I would expect other provinces to follow suit in the not-too-distant future.

AgX
08-04-2008, 07:34 AM
Thus no photos by Cartier Bresson will be shown in Canada any longer?

mabman
08-04-2008, 10:55 AM
I should have specified "local street" :)

pesphoto
08-04-2008, 11:06 AM
Any chance he has a website? Did you google him? If he has a website I'd like to see the photos.

kristopher_lawrence
08-04-2008, 12:31 PM
I'm a bit surprised "street" as we know it gets shown in Canada at all now. In Manitoba and Quebec (at least) you can *take* pictures of people in public places but showing them or selling prints requires the explicit consent of anyone identifiable in the picture (the Manitoba privacy legislation uses the slightly ambiguous phrase "for gain" as a determinant, which I'm assuming includes financial gain of any sort).

I would expect other provinces to follow suit in the not-too-distant future.

Hi,

I live in Quebec, and from what I know, the law is more specific (remeber we are not on canadian common law). Actually, you don't have the right to sell or publish a picture of a person if the image can cause harm to his/her reputation. Otherwise, a person in a public place is not protected from photographers...

Here how this law become true: a couple years ago, a newspaper ĞLa Presseğ was doing a study about obesity. A photographer took a picture or a rather big woman eating a hamburger on the street. However, the women complaned because a lot of persons were making fun of her after seeing the pricture. She went in court and won.

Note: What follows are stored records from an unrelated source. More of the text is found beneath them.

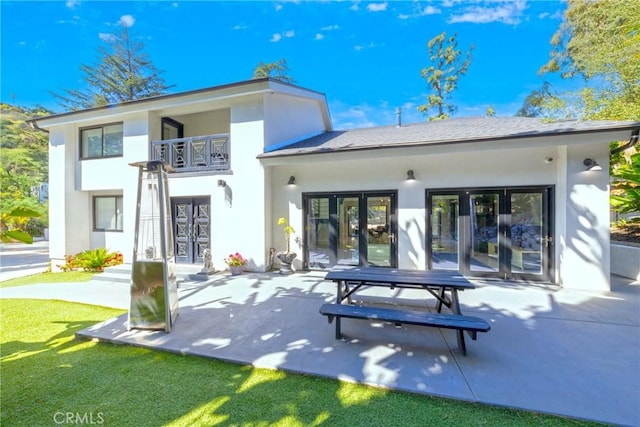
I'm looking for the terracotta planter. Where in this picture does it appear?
[276,252,297,274]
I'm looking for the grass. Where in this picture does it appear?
[0,299,595,426]
[0,271,96,288]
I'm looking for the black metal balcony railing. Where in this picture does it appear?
[151,133,230,172]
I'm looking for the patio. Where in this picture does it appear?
[74,272,640,426]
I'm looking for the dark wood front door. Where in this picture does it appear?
[171,197,211,264]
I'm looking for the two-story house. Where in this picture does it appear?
[32,79,640,289]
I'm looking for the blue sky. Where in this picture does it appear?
[0,0,572,129]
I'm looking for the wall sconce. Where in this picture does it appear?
[582,159,602,171]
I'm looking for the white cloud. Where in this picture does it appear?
[118,15,136,28]
[447,0,527,25]
[353,42,376,52]
[98,33,118,43]
[538,10,564,21]
[269,30,296,43]
[420,6,442,16]
[367,2,389,12]
[398,6,442,19]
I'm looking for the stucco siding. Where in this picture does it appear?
[261,93,326,151]
[271,144,609,289]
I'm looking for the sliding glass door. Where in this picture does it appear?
[427,187,553,281]
[304,192,397,270]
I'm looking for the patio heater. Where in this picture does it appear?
[128,161,178,332]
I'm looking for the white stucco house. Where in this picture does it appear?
[32,79,640,289]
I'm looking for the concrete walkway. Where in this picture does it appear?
[1,273,640,426]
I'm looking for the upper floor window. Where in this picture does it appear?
[93,196,122,231]
[80,123,123,159]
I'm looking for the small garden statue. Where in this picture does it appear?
[276,218,297,274]
[224,252,247,276]
[200,248,216,274]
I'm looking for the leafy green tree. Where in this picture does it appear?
[516,82,561,118]
[252,58,295,83]
[0,104,51,243]
[611,153,640,214]
[53,26,173,110]
[418,32,474,120]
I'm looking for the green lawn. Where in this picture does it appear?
[0,299,595,427]
[0,271,96,288]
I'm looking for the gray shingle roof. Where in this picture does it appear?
[258,117,640,158]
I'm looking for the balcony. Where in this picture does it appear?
[151,133,230,172]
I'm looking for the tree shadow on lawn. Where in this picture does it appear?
[1,300,515,426]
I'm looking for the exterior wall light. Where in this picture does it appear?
[582,159,602,171]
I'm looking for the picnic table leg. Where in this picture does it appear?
[436,287,445,313]
[456,329,467,356]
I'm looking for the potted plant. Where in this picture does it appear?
[224,252,247,276]
[276,218,297,274]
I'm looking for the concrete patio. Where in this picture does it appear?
[2,272,640,426]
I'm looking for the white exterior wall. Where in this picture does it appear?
[176,108,231,137]
[556,144,611,290]
[271,144,609,289]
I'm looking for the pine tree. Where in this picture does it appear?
[418,32,473,120]
[53,26,173,110]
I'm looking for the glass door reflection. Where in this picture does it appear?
[510,192,549,274]
[366,196,395,267]
[336,197,360,265]
[431,194,460,270]
[305,197,332,269]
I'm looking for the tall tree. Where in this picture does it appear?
[53,25,173,110]
[0,103,51,243]
[418,32,474,120]
[252,58,295,83]
[516,82,558,118]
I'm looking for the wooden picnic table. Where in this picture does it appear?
[320,266,491,354]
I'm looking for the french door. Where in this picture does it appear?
[171,197,211,264]
[303,191,397,270]
[427,187,553,281]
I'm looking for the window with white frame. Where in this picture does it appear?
[80,123,123,159]
[93,196,122,231]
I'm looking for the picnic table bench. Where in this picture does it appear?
[320,267,491,355]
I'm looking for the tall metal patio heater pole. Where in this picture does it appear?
[128,161,178,332]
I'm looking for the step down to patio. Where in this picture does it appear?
[91,264,218,285]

I don't know about Manitoba, but, if I am not wrong, it is ok in Quebec to show or sell street photo if the pics cannot cause harm.

Kris

mabman
08-04-2008, 01:23 PM
Hi,

I live in Quebec, and from what I know, the law is more specific (remeber we are not on canadian common law). Actually, you don't have the right to sell or publish a picture of a person if the image can cause harm to his/her reputation. Otherwise, a person in a public place is not protected from photographers...

Here how this law become true: a couple years ago, a newspaper ĞLa Presseğ was doing a study about obesity. A photographer took a picture or a rather big woman eating a hamburger on the street. However, the women complaned because a lot of persons were making fun of her after seeing the pricture. She went in court and won.

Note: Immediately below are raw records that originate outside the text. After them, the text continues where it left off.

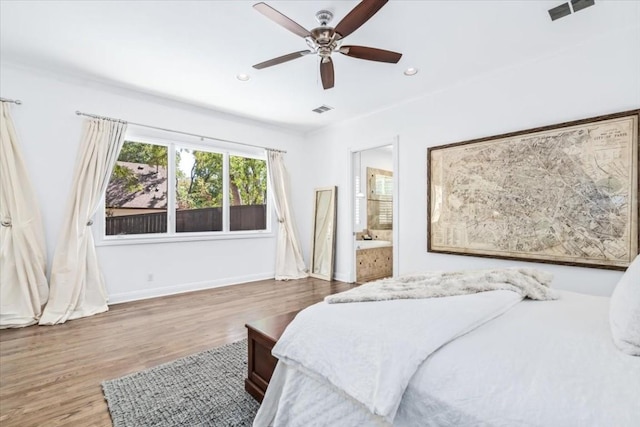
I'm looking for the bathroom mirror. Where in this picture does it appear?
[309,186,336,280]
[367,168,393,230]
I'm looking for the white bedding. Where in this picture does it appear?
[272,291,522,421]
[254,292,640,427]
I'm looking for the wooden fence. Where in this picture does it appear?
[106,205,267,236]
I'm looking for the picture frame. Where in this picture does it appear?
[427,109,640,270]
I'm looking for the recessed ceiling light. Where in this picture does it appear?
[404,67,418,76]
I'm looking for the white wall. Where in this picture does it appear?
[300,27,640,295]
[0,64,307,302]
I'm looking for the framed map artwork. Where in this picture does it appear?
[427,110,640,269]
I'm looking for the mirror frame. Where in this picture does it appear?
[309,185,338,280]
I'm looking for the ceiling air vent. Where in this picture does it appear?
[571,0,596,13]
[549,0,596,21]
[311,105,333,114]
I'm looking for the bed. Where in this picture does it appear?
[254,259,640,427]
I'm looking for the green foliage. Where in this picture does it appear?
[176,150,222,209]
[111,141,267,209]
[118,141,169,167]
[229,156,267,206]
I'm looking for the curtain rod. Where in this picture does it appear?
[0,98,22,105]
[76,111,286,153]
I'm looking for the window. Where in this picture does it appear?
[105,140,268,238]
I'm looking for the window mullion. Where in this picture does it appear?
[222,151,231,233]
[167,144,177,235]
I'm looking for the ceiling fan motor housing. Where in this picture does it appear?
[253,0,402,89]
[316,10,333,26]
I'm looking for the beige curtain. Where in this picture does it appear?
[0,102,49,328]
[267,150,309,280]
[40,119,127,325]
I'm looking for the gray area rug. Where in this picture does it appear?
[102,340,259,427]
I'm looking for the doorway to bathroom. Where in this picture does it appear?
[351,140,398,283]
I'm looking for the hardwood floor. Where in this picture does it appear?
[0,279,352,427]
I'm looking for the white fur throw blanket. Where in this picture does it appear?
[325,268,557,304]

I don't know about Manitoba, but, if I am not wrong, it is ok in Quebec to show or sell street photo if the pics cannot cause harm.

Kris

I can't find a reference to anything by La Presse, but the case I'm thinking of was about photographer Gilles Duclos in the late 1990's. From the Supreme Court's ruling (http://www.canlii.org/en/ca/scc/doc/1998/1998canlii817/1998canlii817.html): "The right to one’s image is an element of the right to privacy under s. 5 of the Quebec Charter. If the purpose of the right to privacy is to protect a sphere of individual autonomy, it must include the ability to control the use made of one’s image. There is an infringement of a person’s right to his or her image and, therefore, fault as soon as the image is published without consent and enables the person to be identified."

So, it's the court's opinion (majority decision) that Quebec's law governing the right to privacy includes the right to "control the use made of one's image" in general, no indication of whether harm was done or not.

Andy K
08-04-2008, 01:44 PM
The best zoom to use for street photography is your feet. I would say that guy uses a 200mm because he doesn't really have the 'nads for real street photography.

erikg
08-04-2008, 02:32 PM
I'm with Andy on that. I think one of the things that mitigates the intrusiveness of street shooting when you are using something wide is the fact that you are right there and people can see what you are up to and can react as they see fit. You are part of the whole mix too. Standing across the street with a tele? That seems creepy. But whatever, shoot with any lens that gets you what you are after, there are no rules you have to follow in that regard. Oh, and Canon zooms do not equal Leica primes and digital b&w is not the same as film b&w. But who cares, it's totally irrelevant to making art.